Click NEXT to see some of the highlights of Whisky Advocate’s WhiskyFest Chicago 2016.
(All photos copyright of Bourbon.com)
It’s interesting to watch the growth of rye unfold. Beam provided its rye whiskies with their own display. I enjoyed the Knob Creek rye.
Suntory still makes one of the best whiskies around and the WhiskyFest crowd knew this, taking plenty of opportunities to try out the spirit.
Old Rip Van Winkle
Preston and father Julian Van Winkle manned the Pappy booth and shared their very limited spirit with admirers. The Pappy line was 30-40 people deep all night long, just as Julian had predicted in an email to us earlier in the week.

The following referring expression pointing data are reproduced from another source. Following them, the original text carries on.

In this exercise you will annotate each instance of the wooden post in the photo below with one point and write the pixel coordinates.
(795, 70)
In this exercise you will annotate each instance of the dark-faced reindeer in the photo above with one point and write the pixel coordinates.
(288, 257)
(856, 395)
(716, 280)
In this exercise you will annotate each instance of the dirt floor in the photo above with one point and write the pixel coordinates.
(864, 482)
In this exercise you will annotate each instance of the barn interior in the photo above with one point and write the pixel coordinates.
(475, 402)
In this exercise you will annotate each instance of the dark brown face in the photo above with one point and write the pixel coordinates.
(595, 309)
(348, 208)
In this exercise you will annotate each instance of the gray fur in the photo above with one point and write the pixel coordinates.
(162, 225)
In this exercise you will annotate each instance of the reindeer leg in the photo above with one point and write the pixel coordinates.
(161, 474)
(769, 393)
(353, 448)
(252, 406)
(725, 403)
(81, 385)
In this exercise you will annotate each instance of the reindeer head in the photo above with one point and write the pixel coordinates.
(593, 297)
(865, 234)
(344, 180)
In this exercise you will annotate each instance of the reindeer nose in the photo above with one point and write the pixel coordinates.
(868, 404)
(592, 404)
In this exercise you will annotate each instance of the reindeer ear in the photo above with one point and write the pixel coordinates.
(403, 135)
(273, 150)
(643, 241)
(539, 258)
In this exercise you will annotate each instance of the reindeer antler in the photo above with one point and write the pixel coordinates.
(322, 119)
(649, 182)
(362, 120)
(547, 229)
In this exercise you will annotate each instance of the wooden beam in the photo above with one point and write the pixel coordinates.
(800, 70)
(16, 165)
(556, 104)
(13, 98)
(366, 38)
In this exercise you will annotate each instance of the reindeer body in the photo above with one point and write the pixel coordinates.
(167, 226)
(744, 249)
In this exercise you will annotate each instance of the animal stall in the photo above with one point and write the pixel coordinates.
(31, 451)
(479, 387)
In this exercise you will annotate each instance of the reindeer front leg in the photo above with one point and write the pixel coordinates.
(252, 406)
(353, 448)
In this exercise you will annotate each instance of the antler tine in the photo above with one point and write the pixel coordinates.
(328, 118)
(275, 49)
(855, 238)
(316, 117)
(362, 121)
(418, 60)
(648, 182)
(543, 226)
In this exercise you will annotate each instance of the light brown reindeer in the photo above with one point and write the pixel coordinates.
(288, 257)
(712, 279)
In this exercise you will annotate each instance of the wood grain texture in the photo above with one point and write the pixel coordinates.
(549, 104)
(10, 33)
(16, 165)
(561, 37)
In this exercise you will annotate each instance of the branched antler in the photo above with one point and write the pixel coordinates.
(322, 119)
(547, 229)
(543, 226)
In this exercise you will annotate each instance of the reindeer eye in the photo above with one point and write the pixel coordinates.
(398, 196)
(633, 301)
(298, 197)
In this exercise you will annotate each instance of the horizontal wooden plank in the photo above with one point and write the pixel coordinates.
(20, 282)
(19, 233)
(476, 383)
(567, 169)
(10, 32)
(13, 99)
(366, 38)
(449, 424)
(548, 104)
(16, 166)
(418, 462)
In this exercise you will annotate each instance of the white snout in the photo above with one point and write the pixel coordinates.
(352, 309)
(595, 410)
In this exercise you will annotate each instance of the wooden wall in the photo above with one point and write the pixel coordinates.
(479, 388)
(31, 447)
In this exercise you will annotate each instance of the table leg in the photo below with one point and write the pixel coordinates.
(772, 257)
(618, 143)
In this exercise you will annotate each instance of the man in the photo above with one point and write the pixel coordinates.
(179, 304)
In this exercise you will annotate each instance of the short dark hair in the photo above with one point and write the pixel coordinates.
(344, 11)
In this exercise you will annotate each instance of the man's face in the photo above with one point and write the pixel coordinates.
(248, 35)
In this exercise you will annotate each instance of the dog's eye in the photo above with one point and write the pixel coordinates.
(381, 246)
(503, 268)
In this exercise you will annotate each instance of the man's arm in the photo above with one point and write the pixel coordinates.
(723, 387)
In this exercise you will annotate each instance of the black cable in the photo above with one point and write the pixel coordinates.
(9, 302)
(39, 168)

My friend Sreek is about to be poured some of the little remaining 23yr vintage in this photo.
Yes, those two very serious-looking gentlemen flanking the table are security guards. In case you haven’t heard, Pappy is kind of a big deal.
Dickel had a great looking display, made out of pallets. The gents manning the booth were cheery and accommodating and offered their No. 12, No. 8, White Whiskey, Rye, and Barrel Select.
Dickel was also one of the only spirit makers to offer a mixed drink option. Call it whatever you want, but after tasting 30-40 straight whiskies, for me it was a welcome and delicious reprieve!
Coppersea was one of the newer and smaller distillers at the show. Their booth was busy most of the evening. I spent some time speaking with CEO Michael Kinstlick who brought me up to speed on the history of Coppersea. My friends meanwhile spent some time speaking with Chief Distiller, Christopher Briar Williams, who took a great deal of time explaining the whiskies of which he’s so proud.
Coppersea offered Raw Rye, Corn Whisky, Excelsior Bourbon, Green Malt Barley, Green Malt Rye, and Pear Eau de Vie. The green malt rye whiskey takes the cake for the most unique tasting whiskey at the show, with hints of spice and grass.
Bird Dog Whiskey offers a variety of flavored whiskies. While I usually tend to stay away from flavored whiskies, I was feeling adventurous and tried the Peach version. It was tasty, but I think I’ll stick with more traditional whiskey for now.
Blanton’s is one of my favorite bourbons. I couldn’t help but try a few sips.
Caribou Crossing is a great Canadian Whisky that surprisingly did not have much traffic during the show, despite its proximity to the Pappy.
Buffalo Trace Distillery, which is responsible for some of the greatest bourbons today, was well represented at the show.
Finally, Barton Distillery’s 1792 had a nice little display with plenty of traffic throughout the show.
When the world’s longest tenured active master distiller Jimmy Russell of Wild Turkey pours you a dram of whiskey named after him while glowing with pride at the fact that he is here with the next two generations of Russells, you know you’re going to remember that sip for a long time. And, it was delicious.
The Jack Daniel’s folks had a lot to talk about at WhiskyFest this year. They recently released their Jack Daniel’s Rye whiskey, and I have to say that it was one of the more memorable whiskies of the evening.
Jack Daniel’s assistant master distiller, Chris Fletcher, proudly tended to and presented this impressive at-scale model of the Jack Daniel’s Lynchburg, TN distillery. Chris was very engaging and spared no detail explaining exactly how the whole system worked.
Woodford Reserve’s booth was busy all evening, and for good reason. Master Distiller Chris Morris has helped keep the brand front and center with his variations and small batch “experiments.” We can’t wait to see what’s next.